昨年、定年退職をされた方と話す機会があった。退職後、彼はNPOでボランティアをしている。あれこれ話すうちに給料の話題になった。
A氏「NPOの経営の大変さを近くで眺めていて思うのは、会社は良くあれだけの給料をくれていたと思う。私が言うのも何だが会社はどうやってあんなに儲けていたんだろうね。」(彼は有名優良大企業のエリートだった)
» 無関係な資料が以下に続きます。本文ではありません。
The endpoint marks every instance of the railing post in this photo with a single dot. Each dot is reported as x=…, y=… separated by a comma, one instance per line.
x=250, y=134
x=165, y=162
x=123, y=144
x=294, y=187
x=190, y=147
私 「Aさんから比べれば私の給料は微々たるものでしたが、いま、自分で会社を始めてみれば、何時あの給料分稼げるようになるか?判らないくらいです。お金の重みをしみじみ味わってます(笑)」
A氏「ほんと、組織から出てみないと判らなかったことだね。」
私 「そうそう!あの頃、こんな給料じゃ食べてゆけないだの、あれだけ働いてこれ?とか、言いたい放題言わせてもらっていましたが、今になって思えば何と傲慢なセリフだったことか・・・それに傲慢なセリフを吐いても誰も『それは違う』とは言いませんでしたよね。」
A氏「私もそんなこと言っていたよね。給料を渡すほうも、社長でさえサラリーマンだから、ありがたみが判っていないんだよね。」
大きな組織になればなるほど、自分たちで働いて儲ける。儲けたお金を分配するという根元の意識が希薄になってくるのではないだろうか?仕事の内容にしても、営業は営業のみ、経理は経理のみと分業体制になっているし、『全体把握』『高い視点』などとは判っているものの日々の業務に忙殺されているのが現実だ。疲れ果てて25日を向かえ、どこをどう巡ったお金かはわからぬまま、銀行口座に給料は自動的に(!)振り込まれてゆく。給料のありがたみなど、あまり感じることは出来ない。
営業も経理も総務も掃除当番も、何から何まで自分でこなす身分になった今、商売の基本というか根源というものを改めて認識できたような気がする。